Davis is trying to establish that in Canada. It could let independent sex workers like her pool resources to open a brothel and rent the rooms to other workers. That would make life safer for sex workers and clients, get workers off the street and give older workers a way to fund retirement. It could also create a scholarship for the children of the sex workers who have been killed. “I tried to apply for funding a couple of times, but it was just too depressing and a bunch of the women are dead now. It’s hard to keep going with it. It’s upsetting,” she says.

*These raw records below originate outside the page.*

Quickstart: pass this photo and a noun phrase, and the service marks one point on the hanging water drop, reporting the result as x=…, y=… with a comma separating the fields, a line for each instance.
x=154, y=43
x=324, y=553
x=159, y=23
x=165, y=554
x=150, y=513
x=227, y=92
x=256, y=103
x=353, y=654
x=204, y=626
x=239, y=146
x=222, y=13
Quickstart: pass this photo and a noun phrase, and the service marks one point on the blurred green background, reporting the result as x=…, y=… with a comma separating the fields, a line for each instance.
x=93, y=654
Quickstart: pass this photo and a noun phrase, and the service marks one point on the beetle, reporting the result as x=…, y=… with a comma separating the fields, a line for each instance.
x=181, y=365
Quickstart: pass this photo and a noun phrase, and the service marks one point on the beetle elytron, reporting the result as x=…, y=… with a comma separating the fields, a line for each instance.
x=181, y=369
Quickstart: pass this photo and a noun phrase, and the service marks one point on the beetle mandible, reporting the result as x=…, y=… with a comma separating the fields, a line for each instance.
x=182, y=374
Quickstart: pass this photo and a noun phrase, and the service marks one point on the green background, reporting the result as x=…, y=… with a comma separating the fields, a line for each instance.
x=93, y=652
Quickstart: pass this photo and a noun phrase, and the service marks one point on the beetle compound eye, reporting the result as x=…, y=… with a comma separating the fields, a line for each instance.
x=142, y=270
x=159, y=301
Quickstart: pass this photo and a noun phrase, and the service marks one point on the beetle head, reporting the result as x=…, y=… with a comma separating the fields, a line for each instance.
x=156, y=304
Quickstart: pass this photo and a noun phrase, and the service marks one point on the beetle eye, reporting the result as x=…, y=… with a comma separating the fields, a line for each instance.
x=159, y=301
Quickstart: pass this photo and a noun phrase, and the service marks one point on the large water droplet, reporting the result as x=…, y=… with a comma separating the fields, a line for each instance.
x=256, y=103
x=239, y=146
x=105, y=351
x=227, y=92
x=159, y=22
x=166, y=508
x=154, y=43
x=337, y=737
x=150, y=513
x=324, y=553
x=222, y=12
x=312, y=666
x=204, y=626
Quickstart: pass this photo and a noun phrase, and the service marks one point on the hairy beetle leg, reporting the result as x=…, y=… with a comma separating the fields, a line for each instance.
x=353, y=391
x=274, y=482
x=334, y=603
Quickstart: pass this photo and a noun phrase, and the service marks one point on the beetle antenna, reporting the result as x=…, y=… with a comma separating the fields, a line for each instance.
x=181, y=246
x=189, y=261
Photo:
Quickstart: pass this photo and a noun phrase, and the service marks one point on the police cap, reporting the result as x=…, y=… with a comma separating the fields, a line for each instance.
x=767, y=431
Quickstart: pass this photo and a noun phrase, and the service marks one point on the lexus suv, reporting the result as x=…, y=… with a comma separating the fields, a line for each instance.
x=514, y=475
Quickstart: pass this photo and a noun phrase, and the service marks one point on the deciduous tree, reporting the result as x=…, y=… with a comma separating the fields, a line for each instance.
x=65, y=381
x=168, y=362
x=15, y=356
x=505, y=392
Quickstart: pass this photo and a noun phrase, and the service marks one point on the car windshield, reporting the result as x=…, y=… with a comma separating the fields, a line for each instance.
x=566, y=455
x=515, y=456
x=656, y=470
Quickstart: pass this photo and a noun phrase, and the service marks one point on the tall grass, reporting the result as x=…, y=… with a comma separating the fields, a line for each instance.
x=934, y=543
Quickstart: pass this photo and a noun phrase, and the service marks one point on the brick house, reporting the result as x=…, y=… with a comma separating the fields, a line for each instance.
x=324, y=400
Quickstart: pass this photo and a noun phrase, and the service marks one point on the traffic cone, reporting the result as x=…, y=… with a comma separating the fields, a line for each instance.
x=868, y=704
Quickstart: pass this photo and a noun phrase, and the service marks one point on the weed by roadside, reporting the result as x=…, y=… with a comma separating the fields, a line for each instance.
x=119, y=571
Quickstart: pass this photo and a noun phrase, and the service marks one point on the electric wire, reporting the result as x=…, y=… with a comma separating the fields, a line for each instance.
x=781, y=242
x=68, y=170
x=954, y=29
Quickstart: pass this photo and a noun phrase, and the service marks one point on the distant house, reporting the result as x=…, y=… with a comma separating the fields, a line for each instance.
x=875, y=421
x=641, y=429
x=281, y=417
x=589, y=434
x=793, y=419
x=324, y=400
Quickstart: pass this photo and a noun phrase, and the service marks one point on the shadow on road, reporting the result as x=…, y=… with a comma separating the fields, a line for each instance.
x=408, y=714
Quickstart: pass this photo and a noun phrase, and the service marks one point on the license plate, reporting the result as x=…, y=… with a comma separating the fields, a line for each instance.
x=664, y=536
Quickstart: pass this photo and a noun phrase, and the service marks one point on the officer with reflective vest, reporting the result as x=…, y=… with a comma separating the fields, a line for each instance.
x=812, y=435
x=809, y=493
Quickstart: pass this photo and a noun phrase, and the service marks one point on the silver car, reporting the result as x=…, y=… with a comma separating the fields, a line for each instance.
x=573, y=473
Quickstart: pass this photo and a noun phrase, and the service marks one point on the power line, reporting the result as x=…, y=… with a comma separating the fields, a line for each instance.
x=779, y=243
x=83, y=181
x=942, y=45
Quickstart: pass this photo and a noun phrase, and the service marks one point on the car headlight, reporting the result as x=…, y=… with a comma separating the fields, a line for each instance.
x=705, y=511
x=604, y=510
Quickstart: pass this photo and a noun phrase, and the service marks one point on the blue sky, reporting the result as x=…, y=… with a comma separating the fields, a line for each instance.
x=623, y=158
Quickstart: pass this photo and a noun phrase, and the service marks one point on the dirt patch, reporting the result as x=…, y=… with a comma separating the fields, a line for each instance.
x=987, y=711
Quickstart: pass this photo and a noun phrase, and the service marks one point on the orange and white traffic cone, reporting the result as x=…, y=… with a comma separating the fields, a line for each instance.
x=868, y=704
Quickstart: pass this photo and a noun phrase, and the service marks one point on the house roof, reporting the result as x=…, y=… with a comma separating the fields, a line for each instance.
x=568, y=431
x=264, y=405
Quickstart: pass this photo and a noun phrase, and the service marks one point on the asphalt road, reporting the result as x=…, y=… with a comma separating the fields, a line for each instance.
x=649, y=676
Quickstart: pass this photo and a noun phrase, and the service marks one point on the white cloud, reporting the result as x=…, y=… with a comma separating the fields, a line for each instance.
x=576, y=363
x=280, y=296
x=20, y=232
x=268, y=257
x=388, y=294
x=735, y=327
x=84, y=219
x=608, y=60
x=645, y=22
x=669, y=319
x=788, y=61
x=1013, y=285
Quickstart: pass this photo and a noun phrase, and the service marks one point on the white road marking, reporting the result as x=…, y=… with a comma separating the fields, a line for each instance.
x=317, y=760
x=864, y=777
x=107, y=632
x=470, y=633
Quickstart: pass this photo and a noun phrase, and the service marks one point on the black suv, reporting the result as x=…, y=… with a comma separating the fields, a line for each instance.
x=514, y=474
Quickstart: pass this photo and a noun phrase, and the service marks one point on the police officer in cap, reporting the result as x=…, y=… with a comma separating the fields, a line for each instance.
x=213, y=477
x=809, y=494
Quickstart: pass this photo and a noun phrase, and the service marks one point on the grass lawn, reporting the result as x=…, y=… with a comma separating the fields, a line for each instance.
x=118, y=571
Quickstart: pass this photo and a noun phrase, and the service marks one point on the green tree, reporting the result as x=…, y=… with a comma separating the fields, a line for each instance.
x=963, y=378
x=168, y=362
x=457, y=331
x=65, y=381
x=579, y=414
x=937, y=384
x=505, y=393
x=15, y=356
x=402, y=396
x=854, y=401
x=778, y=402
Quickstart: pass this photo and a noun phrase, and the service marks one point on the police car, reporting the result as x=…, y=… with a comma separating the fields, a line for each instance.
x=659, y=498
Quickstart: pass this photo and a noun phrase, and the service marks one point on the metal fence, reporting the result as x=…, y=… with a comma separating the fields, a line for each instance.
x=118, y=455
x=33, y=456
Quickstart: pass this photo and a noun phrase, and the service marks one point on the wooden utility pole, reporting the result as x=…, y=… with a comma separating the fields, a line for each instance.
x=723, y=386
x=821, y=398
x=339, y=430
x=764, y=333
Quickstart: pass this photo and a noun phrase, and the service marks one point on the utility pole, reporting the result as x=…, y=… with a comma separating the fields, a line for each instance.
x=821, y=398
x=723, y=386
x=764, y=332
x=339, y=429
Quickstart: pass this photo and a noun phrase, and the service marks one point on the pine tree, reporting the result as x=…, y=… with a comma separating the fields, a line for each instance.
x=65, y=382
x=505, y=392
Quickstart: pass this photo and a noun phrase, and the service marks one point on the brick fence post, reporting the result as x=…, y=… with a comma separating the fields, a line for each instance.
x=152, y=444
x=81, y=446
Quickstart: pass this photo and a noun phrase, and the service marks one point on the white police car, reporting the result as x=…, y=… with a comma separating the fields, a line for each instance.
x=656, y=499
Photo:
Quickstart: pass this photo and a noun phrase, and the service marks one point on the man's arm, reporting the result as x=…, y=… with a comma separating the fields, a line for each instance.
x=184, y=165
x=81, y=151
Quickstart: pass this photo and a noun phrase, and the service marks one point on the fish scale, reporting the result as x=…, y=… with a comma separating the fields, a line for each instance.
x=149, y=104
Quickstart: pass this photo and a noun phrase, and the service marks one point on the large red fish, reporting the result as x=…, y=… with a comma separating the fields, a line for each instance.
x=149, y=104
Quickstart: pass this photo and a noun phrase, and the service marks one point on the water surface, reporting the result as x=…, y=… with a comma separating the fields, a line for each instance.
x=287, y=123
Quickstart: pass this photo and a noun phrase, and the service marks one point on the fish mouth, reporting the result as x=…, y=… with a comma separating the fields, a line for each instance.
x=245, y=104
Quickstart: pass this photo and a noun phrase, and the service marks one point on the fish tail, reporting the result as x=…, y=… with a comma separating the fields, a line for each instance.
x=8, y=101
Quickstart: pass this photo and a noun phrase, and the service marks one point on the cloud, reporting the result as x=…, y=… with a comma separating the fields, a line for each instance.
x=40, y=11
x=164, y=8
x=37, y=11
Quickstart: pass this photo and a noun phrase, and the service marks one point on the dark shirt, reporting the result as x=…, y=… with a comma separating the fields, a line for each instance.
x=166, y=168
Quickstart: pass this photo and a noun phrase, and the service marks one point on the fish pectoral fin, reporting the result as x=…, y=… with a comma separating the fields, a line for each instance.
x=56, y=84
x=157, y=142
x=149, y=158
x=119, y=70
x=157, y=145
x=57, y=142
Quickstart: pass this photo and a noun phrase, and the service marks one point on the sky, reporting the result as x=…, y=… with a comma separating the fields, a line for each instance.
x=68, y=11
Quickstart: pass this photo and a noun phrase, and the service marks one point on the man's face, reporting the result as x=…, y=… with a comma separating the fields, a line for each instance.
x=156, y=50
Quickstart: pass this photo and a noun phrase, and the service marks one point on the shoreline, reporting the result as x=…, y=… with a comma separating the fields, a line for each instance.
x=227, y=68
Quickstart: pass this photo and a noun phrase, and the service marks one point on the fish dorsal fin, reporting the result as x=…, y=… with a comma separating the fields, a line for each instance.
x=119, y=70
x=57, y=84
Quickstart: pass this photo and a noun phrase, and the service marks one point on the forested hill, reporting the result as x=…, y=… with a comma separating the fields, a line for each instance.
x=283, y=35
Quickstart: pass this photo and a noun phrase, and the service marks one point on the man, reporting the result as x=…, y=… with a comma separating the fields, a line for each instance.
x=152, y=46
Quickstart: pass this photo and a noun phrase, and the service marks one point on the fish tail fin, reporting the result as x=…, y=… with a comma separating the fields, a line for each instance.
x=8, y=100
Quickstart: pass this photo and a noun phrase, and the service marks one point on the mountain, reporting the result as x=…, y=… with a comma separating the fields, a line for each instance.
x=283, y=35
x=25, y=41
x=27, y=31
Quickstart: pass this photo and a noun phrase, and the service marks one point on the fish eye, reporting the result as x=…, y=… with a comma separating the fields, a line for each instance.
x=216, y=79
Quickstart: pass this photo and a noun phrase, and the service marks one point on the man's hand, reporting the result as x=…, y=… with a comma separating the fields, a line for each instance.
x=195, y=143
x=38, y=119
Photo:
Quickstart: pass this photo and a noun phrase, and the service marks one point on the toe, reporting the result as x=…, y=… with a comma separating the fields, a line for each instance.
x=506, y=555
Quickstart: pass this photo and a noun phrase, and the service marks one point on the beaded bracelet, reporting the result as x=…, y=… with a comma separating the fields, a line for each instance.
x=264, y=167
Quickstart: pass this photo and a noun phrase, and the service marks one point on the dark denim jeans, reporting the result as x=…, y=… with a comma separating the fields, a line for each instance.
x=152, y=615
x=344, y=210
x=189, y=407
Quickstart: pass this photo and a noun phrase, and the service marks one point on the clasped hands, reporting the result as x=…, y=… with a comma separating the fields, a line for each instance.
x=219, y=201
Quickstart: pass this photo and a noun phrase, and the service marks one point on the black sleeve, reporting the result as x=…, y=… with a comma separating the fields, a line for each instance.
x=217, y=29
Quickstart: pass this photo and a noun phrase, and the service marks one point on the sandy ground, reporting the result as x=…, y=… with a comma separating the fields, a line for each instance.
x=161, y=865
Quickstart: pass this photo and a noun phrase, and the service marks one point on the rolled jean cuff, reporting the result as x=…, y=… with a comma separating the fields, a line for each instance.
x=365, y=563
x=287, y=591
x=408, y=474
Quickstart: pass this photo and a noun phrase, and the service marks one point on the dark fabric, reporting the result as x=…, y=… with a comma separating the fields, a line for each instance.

A “trades secrets guide” would help workers identify good and bad employers, and facilitate workers sharing which clients are dangerous. Davis notes this would benefit the hidden half of the sex trade—the clients. She points to the John’s Voice research that found 42 per cent of men attempting to purchase sex had experienced violence. Decriminalizing the trade would put things above board and clients could expect a safer experience and “ethical” consumption, knowing the sex workers were adults and being fairly compensated.
“The only way to bring safety and stability to the sex industry is to shine a light in every single dark corner. You can’t do that if you deepen criminalization—you only increase the number of places you’re going to have to look,” Davis says. “The sex industry is already operating all around you. I don’t think anything much will change [if the laws fall], except for hopefully there will be more jobs created indoors and we will return to the stability of the past, where there were no sex workers on the street because they could find jobs indoors.”
She says community fears about drug dens and criminal activity are based on a small portion of the sex trade. About 10 to 20 per cent of the trade is street-based. Street workers, like other people who live on the streets, often have a host of problems from mental health issues to drug addiction. And, they sell sex.
But 80 to 90 per cent of the trade is women and men serving clients who have no desire to go to a drug house. “My customer base are not criminals. For the most part, they’re vulnerable and lonely men,” Davis says. “They’re embarrassed and don’t want to be seen. I would say that, in the Canadianest of ways, it would be private and non-intrusive, because that’s the kind of people we are.”
Sex workers like Davis buy cars and homes, meaning they declare their income and pay taxes so they can get loans. “When you’re talking about the 80 to 90 per cent of workers indoors, the majority of them are like every other Canadian, paying in—except that we don’t enjoy the same protections as other Canadians.”
She says other concerns could be dealt with by licensing establishments and adapting zoning laws that currently handle businesses like strip clubs and sex shops.